DEPARTMENTS
Internet Search Engine Update
by Greg R. Notess
Reference Librarian, Montana State University |
Internet
Search Engine Update goes up on the Web
at http://www.onlinemag.net as
soon as it is written, approximately one month before
the print issue mails to subscribers.
AlltheWeb is now indexing and
including Microsoft Word files available on the Web.
The advanced search form has added Microsoft Word as
a File Format limit to the PDF and Flash options. In
addition, the file formats can be searched from the
command box by using filetype:with either pdf, flash,
or msword after the colon. AlltheWeb appears to be
indexing about 14 million PDFs, 2 million Word documents,
and 1 million Flash files.
AltaVista has added a few new features to its
news search. It now claims about 3,000 news sources,
including feeds from Moreover and sites like the New
York Times. New search features include a date range
limit with both pre-selected time periods as well as
the ability for the searcher to specify a specific
date range. It also added a limit to retrieve articles
that only contain associated news images. Note that
AltaVista's news search includes a greater archive
depth than most other search engine's news searches,
with some articles dating back a year or more.

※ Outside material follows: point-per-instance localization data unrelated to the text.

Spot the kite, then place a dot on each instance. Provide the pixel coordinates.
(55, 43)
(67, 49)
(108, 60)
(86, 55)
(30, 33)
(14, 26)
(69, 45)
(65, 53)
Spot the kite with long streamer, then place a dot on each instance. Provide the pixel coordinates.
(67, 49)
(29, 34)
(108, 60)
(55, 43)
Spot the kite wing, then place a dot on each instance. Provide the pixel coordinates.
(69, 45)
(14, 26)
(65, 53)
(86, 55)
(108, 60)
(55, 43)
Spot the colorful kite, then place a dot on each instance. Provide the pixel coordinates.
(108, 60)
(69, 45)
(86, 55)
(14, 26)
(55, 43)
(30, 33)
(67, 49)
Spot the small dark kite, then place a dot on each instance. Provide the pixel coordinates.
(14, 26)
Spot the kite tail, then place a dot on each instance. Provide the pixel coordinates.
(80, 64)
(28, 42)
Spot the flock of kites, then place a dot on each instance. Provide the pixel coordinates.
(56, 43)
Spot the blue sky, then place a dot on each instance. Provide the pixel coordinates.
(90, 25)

Ask Jeeves has announced that it will no longer
have banner ads on its site. The ban on banners joined
the earlier ban of pop-up and other interstitial ads
on Ask Jeeves sites (which includes Teoma). Instead,
it plans on generating income using what it calls "Branded
Response" and "Premier Listings." Basically, it is
moving to text ads rather than graphic ads.

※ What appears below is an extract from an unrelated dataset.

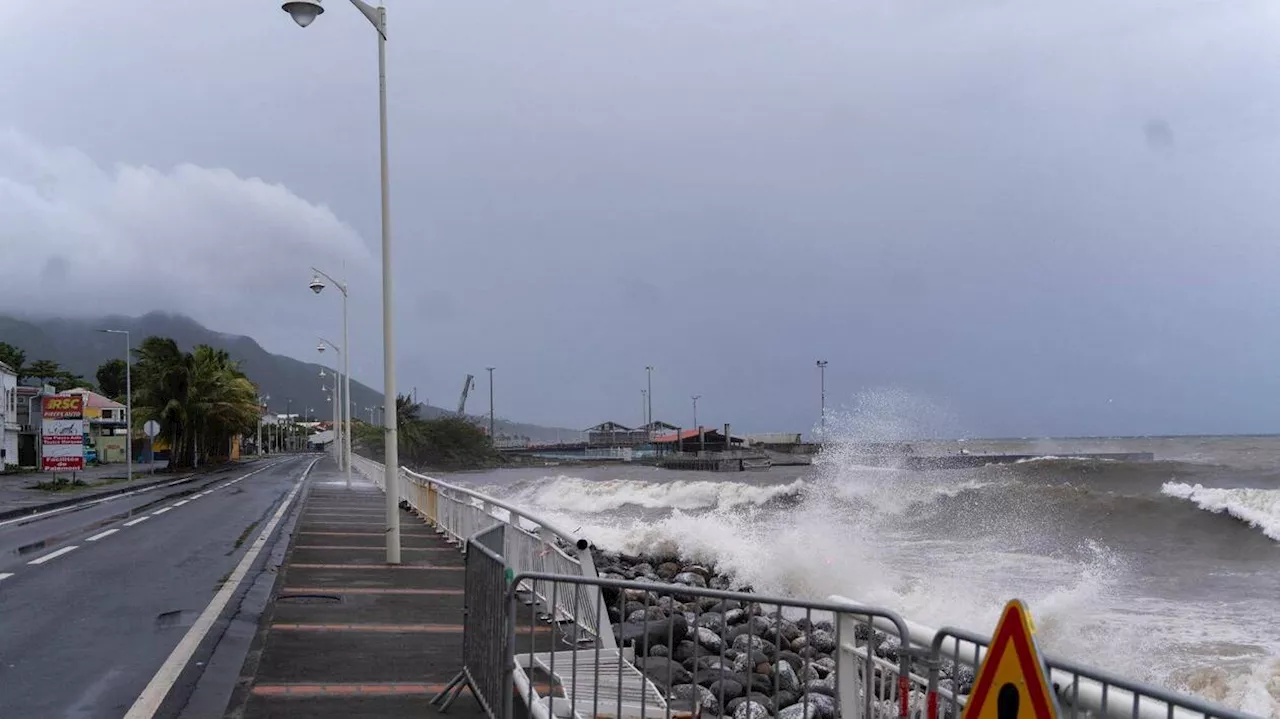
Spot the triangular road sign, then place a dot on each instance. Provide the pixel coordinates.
(1011, 678)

Google has been busy on the experimental front
again. It recently launched Froogle, a product search
engine currently available in beta mode [http://froogle.google.com/].
Named as a play on both Google and Frugal, this new
search engine contains just products. Sellers can get
their products included for free, potentially using
a data feed. The database is certainly different than
regular Google, in part because Froogle includes price,
store name, and sometimes even a product picture. Meanwhile,
Google Labs [http://labs.google.com/] has
added the Google Viewer, which scrolls through Google
search results while also showing a preview of each
page, and Google Webquotes, which lists quotes from
other pages that point to the top 10 results from a
search.
HotBot has relaunched and now can search four
distinct databases: Inktomi, Google, FAST, and Teoma.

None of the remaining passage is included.